The rights of indemnification herein provided may be insured against by policies maintained by the Trust, shall be severable, shall not affect any other rights to which any Covered Person may now or hereafter be entitled, shall continue as to a person who has ceased to be such a Covered Person and shall inure to the benefit of the heirs, executors and administrators of such a person.
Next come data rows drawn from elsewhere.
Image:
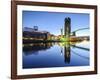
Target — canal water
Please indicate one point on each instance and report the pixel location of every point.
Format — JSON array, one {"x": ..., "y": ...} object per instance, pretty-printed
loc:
[{"x": 55, "y": 54}]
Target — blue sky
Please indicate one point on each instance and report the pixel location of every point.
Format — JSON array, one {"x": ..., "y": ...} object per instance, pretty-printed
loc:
[{"x": 54, "y": 21}]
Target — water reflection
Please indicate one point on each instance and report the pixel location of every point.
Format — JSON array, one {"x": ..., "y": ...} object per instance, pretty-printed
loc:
[{"x": 55, "y": 54}]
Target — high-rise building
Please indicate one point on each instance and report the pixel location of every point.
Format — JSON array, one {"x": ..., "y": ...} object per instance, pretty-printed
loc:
[{"x": 67, "y": 27}]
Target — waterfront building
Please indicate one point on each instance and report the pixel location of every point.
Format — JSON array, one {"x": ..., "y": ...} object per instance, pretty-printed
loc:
[{"x": 67, "y": 27}]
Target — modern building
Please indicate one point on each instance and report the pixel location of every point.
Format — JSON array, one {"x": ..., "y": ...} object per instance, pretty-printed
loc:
[
  {"x": 67, "y": 27},
  {"x": 35, "y": 34}
]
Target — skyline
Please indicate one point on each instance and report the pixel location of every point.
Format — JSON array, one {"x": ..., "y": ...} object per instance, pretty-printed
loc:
[{"x": 54, "y": 21}]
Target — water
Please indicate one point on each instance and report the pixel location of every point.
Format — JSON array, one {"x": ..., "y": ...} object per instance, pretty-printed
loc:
[{"x": 55, "y": 54}]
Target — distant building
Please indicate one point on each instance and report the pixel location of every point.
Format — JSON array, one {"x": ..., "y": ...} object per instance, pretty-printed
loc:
[
  {"x": 67, "y": 27},
  {"x": 34, "y": 34}
]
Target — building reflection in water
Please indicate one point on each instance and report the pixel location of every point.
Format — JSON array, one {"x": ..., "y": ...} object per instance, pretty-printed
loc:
[
  {"x": 34, "y": 48},
  {"x": 65, "y": 49}
]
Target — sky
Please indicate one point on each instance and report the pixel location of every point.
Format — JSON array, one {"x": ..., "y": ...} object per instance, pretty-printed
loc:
[{"x": 54, "y": 21}]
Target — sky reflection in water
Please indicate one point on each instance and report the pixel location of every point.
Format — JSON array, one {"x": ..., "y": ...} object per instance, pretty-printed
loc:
[{"x": 42, "y": 55}]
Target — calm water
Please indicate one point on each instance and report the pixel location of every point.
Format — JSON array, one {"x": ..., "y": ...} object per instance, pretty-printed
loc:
[{"x": 41, "y": 55}]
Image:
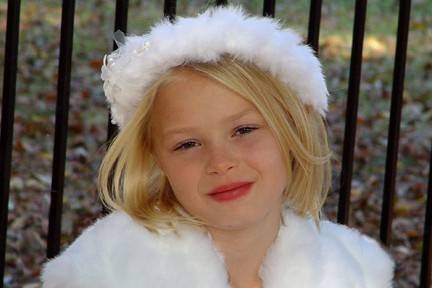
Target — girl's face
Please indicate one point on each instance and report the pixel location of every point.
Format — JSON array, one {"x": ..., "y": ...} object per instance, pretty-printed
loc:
[{"x": 205, "y": 136}]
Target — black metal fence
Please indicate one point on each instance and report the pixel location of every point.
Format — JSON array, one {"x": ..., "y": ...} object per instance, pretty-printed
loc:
[{"x": 62, "y": 108}]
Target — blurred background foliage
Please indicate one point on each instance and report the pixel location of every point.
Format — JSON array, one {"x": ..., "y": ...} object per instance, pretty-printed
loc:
[{"x": 94, "y": 22}]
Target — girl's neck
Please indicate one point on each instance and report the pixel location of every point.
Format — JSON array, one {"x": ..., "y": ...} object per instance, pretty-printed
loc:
[{"x": 244, "y": 250}]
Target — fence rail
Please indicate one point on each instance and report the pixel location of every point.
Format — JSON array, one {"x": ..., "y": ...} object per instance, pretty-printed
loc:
[{"x": 121, "y": 16}]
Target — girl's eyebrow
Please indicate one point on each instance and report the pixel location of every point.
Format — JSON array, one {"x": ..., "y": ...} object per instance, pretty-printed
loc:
[{"x": 227, "y": 119}]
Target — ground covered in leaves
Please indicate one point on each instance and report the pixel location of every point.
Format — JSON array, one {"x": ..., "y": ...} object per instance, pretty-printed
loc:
[{"x": 35, "y": 113}]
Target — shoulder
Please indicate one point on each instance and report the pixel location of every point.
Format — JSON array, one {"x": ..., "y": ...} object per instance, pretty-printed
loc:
[
  {"x": 83, "y": 262},
  {"x": 370, "y": 257},
  {"x": 117, "y": 251}
]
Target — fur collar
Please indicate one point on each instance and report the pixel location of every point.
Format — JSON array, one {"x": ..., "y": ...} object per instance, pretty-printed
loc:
[{"x": 118, "y": 252}]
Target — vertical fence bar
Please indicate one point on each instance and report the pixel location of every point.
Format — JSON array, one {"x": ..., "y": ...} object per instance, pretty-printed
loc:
[
  {"x": 314, "y": 24},
  {"x": 269, "y": 8},
  {"x": 426, "y": 266},
  {"x": 395, "y": 119},
  {"x": 170, "y": 9},
  {"x": 61, "y": 125},
  {"x": 8, "y": 110},
  {"x": 351, "y": 111},
  {"x": 120, "y": 23},
  {"x": 221, "y": 2}
]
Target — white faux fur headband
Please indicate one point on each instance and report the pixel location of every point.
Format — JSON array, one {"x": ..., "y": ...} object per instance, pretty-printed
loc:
[{"x": 140, "y": 60}]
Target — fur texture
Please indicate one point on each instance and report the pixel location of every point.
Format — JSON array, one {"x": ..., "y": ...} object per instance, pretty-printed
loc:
[
  {"x": 140, "y": 60},
  {"x": 117, "y": 252}
]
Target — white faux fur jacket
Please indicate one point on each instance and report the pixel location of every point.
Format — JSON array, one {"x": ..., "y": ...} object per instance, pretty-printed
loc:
[{"x": 118, "y": 252}]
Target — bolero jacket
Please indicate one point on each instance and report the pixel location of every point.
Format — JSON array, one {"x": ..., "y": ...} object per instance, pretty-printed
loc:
[{"x": 116, "y": 251}]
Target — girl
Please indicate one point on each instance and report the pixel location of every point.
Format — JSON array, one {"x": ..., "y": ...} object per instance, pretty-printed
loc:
[{"x": 220, "y": 169}]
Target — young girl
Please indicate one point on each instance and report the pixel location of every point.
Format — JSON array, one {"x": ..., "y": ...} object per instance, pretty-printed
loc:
[{"x": 220, "y": 169}]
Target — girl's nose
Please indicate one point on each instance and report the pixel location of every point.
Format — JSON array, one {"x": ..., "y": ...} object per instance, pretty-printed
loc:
[{"x": 221, "y": 159}]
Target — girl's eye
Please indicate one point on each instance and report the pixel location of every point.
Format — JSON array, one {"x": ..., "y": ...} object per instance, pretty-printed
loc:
[
  {"x": 247, "y": 128},
  {"x": 189, "y": 144}
]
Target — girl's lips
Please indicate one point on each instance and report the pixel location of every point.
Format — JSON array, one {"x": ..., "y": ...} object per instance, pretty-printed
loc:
[{"x": 232, "y": 194}]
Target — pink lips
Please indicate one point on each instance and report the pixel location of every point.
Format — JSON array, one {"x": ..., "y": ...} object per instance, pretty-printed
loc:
[{"x": 231, "y": 191}]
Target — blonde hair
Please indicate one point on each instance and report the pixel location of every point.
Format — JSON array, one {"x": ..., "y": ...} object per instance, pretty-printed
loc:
[{"x": 130, "y": 179}]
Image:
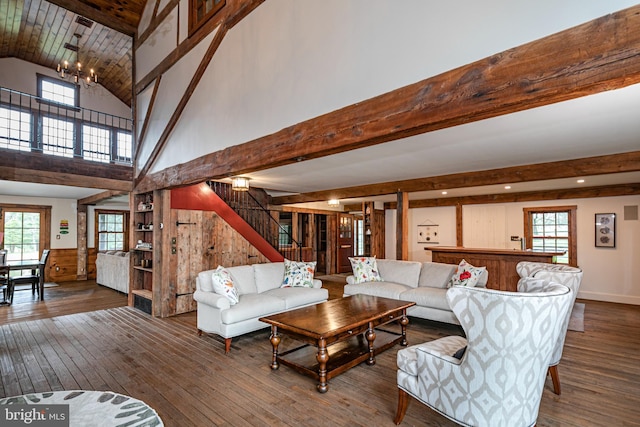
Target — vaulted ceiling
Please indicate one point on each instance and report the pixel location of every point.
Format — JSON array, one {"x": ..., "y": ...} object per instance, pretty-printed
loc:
[{"x": 37, "y": 31}]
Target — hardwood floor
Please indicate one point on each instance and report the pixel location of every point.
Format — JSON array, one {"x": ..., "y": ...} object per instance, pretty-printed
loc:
[{"x": 191, "y": 382}]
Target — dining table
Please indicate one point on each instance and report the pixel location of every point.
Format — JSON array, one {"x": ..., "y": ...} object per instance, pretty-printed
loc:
[{"x": 24, "y": 264}]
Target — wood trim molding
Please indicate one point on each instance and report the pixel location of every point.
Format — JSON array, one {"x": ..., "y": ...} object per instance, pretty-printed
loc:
[
  {"x": 600, "y": 55},
  {"x": 564, "y": 194}
]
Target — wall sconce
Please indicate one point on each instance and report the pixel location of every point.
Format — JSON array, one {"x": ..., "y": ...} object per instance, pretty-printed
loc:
[{"x": 240, "y": 183}]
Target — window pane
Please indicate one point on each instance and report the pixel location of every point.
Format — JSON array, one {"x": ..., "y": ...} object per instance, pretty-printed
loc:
[
  {"x": 125, "y": 146},
  {"x": 96, "y": 143},
  {"x": 15, "y": 129},
  {"x": 57, "y": 137}
]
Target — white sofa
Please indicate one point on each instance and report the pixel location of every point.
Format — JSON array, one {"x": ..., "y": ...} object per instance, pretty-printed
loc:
[
  {"x": 424, "y": 283},
  {"x": 112, "y": 270},
  {"x": 260, "y": 294}
]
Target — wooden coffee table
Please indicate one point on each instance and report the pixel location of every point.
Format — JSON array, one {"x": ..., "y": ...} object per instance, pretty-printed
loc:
[{"x": 338, "y": 334}]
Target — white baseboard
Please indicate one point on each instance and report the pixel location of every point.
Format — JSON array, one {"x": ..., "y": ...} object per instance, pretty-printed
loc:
[{"x": 621, "y": 299}]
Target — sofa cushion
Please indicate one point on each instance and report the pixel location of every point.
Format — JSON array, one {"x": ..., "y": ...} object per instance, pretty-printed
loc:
[
  {"x": 365, "y": 269},
  {"x": 251, "y": 306},
  {"x": 466, "y": 275},
  {"x": 298, "y": 274},
  {"x": 403, "y": 272},
  {"x": 377, "y": 289},
  {"x": 223, "y": 284},
  {"x": 243, "y": 279},
  {"x": 268, "y": 275},
  {"x": 299, "y": 296},
  {"x": 427, "y": 296},
  {"x": 436, "y": 274}
]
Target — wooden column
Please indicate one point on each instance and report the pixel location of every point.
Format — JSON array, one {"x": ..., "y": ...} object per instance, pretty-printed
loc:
[
  {"x": 402, "y": 226},
  {"x": 81, "y": 217},
  {"x": 459, "y": 225}
]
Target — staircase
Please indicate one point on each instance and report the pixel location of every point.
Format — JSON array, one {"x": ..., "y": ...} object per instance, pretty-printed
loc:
[{"x": 250, "y": 206}]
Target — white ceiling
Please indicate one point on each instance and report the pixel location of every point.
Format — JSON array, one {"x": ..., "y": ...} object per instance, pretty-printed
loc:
[{"x": 605, "y": 123}]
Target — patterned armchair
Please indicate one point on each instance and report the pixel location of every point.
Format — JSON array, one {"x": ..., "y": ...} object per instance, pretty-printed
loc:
[
  {"x": 499, "y": 379},
  {"x": 558, "y": 273}
]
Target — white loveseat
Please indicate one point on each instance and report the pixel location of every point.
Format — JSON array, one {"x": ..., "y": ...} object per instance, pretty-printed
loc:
[
  {"x": 424, "y": 283},
  {"x": 112, "y": 270},
  {"x": 259, "y": 293}
]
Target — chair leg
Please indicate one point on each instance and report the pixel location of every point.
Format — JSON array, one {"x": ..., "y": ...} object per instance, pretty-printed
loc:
[
  {"x": 553, "y": 371},
  {"x": 403, "y": 403}
]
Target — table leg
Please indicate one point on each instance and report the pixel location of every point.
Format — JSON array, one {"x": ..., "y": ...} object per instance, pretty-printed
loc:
[
  {"x": 371, "y": 336},
  {"x": 275, "y": 342},
  {"x": 404, "y": 321},
  {"x": 322, "y": 357}
]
Nothing contained herein shall affect any rights to indemnification to which Trust personnel other than Covered Persons may be entitled by contract or otherwise under law.

Expenses of preparation and presentation of a defense to any claim, action, suit or proceeding subject to a claim for indemnification under this Section 4 shall be advanced by the Trust prior to final disposition thereof upon receipt of an undertaking by or on behalf of the recipient to repay such amount if it is ultimately determined that he is not entitled to indemnification under this Section 4, provided that either:

(a) such undertaking is secured by a surety bond or some other appropriate security or the Trust shall be insured against losses arising out of any such advances; or

(b) a majority of the Disinterested Trustees acting on the matter (provided that a majority of the Disinterested Trustees then in office act on the matter) or independent legal counsel in a written opinion shall determine, based upon a review of the readily available facts (as opposed to a full trial-type inquiry), that there is reason to believe that the recipient ultimately will be found entitled to indemnification.

As used in this Section 4, a “Disinterested Trustee” is one (x) who is not an Interested Person of the Trust (including anyone, as such Disinterested Trustee, who has been exempted from being an Interested Person by any rule, regulation or order of the Commission), and (y) against whom none of such actions, suits or other proceedings or another action, suit or other proceeding on the same or similar grounds is then or has been pending.

As used in this Section 4, the words “claim,” “action,” “suit” or “proceeding” shall apply to all claims, actions, suits, proceedings (civil, criminal, administrative or other, including appeals), actual or threatened; and the words “liability” and “expenses” shall include without limitation, attorneys’ fees, costs, judgments, amounts paid in settlement, fines, penalties and other liabilities.

The trustees and officers of the Registrant are covered by Joint errors and omissions insurance policies against liability and expenses of claims of wrongful acts arising out of their position with the Registrant and other Nuveen funds, subject to such policies’ coverage limits, exclusions and deductibles.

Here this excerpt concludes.